天使は言った
ふっと目が覚めたのは、午前7時過ぎのことだった。
スマートフォンで時刻を確認した僕は、もう一度寝てしまおうと再びベッドに転がってみる。が、眠気はいっこうにやってこない。何となく寝返りを打つと、閉めたカーテンの隙間から白い光が床にこぼれているのが見えた。薄暗い室内で、それはひどく目につく。暫くそれを見つめた後、僕はしかたなく身を起こした。もう、二度寝はできそうになかったからだ。
そしてまず、ずんずん窓のほうへ歩いていき、両手で思いっきりカーテンを開く。——自己主張の激しい木漏れ日め、俺の目を覚ましやがって。部屋の照明になってしまえ!——
シャーッという軽快な音とともに、部屋がいっきに色を持つ。室内にこもった闇が、白い光に透けた気がした。ただ、静かなだけの朝の景色に、理不尽なことを考えてカーテンを開け放った僕の内心を、笑われているようだった。ちなみに、僕は寝起きが悪い。
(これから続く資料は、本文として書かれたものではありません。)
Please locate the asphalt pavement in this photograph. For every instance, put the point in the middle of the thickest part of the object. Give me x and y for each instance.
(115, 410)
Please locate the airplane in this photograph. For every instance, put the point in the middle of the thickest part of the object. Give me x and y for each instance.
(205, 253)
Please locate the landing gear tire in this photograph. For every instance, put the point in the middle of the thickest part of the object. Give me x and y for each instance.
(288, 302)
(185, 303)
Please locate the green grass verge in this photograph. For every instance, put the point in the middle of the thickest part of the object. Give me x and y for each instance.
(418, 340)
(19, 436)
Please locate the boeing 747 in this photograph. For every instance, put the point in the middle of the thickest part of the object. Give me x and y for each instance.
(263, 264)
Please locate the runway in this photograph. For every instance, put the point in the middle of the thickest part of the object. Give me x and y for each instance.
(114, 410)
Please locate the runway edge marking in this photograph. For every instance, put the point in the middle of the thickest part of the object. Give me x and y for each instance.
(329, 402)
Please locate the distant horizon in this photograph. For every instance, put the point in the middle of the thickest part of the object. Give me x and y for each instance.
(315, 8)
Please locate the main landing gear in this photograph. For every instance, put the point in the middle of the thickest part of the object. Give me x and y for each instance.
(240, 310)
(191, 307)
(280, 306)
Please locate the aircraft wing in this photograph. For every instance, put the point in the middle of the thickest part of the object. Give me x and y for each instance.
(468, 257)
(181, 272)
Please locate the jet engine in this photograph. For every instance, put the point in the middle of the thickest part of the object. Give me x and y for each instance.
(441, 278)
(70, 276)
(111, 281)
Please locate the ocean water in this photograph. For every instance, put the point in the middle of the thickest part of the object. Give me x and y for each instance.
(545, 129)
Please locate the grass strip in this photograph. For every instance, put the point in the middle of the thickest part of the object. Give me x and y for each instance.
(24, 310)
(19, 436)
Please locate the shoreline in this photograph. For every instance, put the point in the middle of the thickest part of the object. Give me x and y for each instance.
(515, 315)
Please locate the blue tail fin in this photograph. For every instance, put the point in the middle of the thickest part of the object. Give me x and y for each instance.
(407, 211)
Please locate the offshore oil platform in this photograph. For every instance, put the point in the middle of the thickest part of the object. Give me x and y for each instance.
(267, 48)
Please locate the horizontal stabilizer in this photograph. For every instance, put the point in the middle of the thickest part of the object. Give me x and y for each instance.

僕が朝の7時過ぎに、内心で酷くはちゃめちゃなことを叫びながらカーテンを開けたのは、今日がなんの予定もない休日だからである。もちろん、寝起きの機嫌の悪さも助力しているのだが……。とにかく、目が冴えてしまったのが惜しかった。早起きしたところで予定がないことに変わりはなく、かといってなにか予定をいれるのは面倒で、結局コーヒー片手に家でぼうっとしていた。ぼうっとしていると、僕の時間はゆっくり進む。つまり、僕の場合、ほおけるのは時間つぶしに向いていない。実際はっとして時計を見ても、進んだ時間は30分程度。 この調子では今日一日が思いやられるというものだ。しかし、やっぱり何かしようという気にはならない。
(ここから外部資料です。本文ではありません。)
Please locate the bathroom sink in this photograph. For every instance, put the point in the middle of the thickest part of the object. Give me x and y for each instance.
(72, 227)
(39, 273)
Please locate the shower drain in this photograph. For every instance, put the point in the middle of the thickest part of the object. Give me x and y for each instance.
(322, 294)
ふいに外から、子供の楽しそうな声が聞こえた。それにつられて窓に目線を移したが、コンクリートの街並みが遠くに見えるだけだった。それでふと、ここはマンションの6階だったと思い出す。おかげでマンションの真下は見えない。だんだん小さくなっていく子供の声を聞きながら、子供の頃なら、僕にもまだ行動力と探求心があったなぁなんて、じじくさいことを考えた。ちなみに僕はまだ、若者と称されるぎりぎりの年齢だ。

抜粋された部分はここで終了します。